Em entrevista para o SBT do Rio Grande do Sul, o delegado afirmou que há "indícios suficientes" para se entender que Rafael Ramos cometeu crime de injúria racial.
"O laudo do IGP (Instituto-Geral de Perícias) não nos vincula, não vincula o resultado com a decisão da polícia. Tanto que, nós vamos concluir o inquérito entendendo que houve crime de injúria. Há indícios suficientes da prática de um crime de injúria racial. Nós vamos então, com esses elementos indiciários, finalizar o inquérito", disse Roberto Sahagoff.

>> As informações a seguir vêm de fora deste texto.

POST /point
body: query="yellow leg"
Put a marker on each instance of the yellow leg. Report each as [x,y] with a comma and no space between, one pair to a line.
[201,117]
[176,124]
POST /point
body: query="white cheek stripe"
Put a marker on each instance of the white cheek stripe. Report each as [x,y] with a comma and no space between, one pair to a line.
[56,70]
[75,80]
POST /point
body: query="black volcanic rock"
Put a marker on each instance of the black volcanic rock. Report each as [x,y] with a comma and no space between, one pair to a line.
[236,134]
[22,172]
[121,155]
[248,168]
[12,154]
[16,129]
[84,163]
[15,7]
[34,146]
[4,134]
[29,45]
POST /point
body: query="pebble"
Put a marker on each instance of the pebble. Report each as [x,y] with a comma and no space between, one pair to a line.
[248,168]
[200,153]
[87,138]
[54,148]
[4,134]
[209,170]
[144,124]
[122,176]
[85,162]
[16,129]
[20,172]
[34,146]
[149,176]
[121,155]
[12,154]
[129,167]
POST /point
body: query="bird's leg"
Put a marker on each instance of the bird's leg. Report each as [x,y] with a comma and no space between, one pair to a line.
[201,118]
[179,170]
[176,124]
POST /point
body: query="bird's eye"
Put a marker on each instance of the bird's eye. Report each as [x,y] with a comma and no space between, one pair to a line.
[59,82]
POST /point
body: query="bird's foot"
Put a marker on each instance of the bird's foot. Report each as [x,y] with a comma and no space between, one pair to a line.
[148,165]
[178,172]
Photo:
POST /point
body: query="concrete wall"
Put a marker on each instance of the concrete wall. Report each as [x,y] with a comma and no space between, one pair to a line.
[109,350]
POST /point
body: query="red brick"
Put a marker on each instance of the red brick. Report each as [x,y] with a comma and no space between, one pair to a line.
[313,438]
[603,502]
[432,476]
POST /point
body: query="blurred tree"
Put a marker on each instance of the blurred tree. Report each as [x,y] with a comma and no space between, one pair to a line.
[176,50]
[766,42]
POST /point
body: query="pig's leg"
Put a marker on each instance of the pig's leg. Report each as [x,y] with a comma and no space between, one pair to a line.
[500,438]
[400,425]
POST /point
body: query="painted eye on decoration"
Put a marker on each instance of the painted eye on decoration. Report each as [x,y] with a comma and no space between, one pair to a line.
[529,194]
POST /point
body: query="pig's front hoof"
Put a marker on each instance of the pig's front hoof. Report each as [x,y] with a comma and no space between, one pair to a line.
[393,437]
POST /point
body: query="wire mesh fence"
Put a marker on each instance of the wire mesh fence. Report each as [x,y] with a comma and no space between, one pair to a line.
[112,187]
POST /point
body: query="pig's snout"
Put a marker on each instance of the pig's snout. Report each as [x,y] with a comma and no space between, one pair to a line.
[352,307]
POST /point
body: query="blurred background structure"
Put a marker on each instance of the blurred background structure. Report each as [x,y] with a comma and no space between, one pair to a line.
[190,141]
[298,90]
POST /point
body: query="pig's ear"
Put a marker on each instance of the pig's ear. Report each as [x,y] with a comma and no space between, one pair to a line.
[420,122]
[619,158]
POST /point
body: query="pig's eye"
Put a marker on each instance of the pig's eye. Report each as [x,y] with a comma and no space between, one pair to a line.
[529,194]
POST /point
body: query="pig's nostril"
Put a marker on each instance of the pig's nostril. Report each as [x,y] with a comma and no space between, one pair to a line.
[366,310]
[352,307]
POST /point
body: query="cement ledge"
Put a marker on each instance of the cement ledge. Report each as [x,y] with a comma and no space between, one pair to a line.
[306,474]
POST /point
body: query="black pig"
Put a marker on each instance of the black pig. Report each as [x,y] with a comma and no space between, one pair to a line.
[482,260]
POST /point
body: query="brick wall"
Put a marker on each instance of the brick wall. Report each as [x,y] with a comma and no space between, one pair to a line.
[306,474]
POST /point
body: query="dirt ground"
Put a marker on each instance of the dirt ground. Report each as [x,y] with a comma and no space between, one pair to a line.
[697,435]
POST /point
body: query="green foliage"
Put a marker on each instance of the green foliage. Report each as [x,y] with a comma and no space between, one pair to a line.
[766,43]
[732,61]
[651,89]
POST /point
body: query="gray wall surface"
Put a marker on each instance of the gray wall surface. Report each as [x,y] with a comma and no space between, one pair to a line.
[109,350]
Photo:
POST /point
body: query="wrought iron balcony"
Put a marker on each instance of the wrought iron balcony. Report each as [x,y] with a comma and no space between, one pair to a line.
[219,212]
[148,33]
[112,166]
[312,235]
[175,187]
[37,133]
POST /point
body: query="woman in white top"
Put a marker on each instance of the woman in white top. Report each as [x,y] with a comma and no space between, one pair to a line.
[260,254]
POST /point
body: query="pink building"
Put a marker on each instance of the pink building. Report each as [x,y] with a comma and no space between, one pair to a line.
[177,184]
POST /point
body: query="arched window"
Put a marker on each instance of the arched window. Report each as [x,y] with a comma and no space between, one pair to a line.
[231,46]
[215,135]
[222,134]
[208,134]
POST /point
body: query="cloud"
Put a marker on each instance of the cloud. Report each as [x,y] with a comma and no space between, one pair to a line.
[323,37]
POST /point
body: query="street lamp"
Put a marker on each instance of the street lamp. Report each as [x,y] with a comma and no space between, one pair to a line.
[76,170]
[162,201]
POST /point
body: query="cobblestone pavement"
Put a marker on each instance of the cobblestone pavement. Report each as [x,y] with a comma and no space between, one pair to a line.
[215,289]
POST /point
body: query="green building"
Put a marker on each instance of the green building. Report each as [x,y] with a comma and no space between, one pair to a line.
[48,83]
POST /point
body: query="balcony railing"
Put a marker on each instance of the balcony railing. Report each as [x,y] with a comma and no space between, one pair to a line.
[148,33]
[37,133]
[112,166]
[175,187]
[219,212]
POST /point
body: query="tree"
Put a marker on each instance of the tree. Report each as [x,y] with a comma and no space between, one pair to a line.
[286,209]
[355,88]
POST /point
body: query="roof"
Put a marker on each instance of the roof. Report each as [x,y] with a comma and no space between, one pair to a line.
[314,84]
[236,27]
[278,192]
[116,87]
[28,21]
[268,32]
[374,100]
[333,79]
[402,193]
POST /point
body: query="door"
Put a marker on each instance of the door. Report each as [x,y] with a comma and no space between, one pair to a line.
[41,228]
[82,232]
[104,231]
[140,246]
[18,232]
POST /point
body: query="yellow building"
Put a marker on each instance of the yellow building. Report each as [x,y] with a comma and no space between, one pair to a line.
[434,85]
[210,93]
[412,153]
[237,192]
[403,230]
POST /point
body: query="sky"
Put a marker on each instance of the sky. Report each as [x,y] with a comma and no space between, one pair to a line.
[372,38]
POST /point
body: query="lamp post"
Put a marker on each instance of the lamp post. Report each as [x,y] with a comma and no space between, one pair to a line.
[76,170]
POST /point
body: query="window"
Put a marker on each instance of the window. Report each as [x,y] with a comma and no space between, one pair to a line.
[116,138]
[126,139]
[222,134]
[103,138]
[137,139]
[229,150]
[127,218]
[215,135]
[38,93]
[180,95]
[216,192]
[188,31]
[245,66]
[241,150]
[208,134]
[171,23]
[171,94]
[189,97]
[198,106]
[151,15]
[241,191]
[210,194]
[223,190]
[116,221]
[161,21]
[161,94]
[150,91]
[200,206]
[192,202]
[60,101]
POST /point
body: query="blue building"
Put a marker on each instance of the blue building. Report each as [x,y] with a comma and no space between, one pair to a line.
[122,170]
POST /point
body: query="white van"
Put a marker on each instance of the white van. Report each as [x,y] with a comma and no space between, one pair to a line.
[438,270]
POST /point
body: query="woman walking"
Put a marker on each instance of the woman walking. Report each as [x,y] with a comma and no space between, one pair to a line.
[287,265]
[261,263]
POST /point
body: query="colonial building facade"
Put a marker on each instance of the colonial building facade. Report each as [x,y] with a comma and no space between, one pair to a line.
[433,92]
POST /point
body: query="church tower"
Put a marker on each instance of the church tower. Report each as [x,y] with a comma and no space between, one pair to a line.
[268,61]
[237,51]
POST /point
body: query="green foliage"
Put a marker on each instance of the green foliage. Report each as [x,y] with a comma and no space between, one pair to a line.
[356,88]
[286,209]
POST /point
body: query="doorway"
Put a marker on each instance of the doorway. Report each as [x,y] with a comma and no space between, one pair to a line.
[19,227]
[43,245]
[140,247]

Na quarta-feira, o Instituto-Geral de Perícias do Rio Grande do Sul enviou um laudo de leitura labial à 2ª Delegacia de Polícia de Porto Alegre. Segundo o documento, não foi possível identificar o que Rafael Ramos disse a Edenílson no último jogo entre Corinthians e Internacional.
O caso aconteceu no dia 14 de maio, quando Timão e Colorado se enfrentavam no Beira-Rio, pelo Brasileirão. Edenílson alegou ter ouvido a palavra "macaco" dita por Rafael Ramos a ele e abriu um boletim de ocorrência contra o jogador do Corinthians.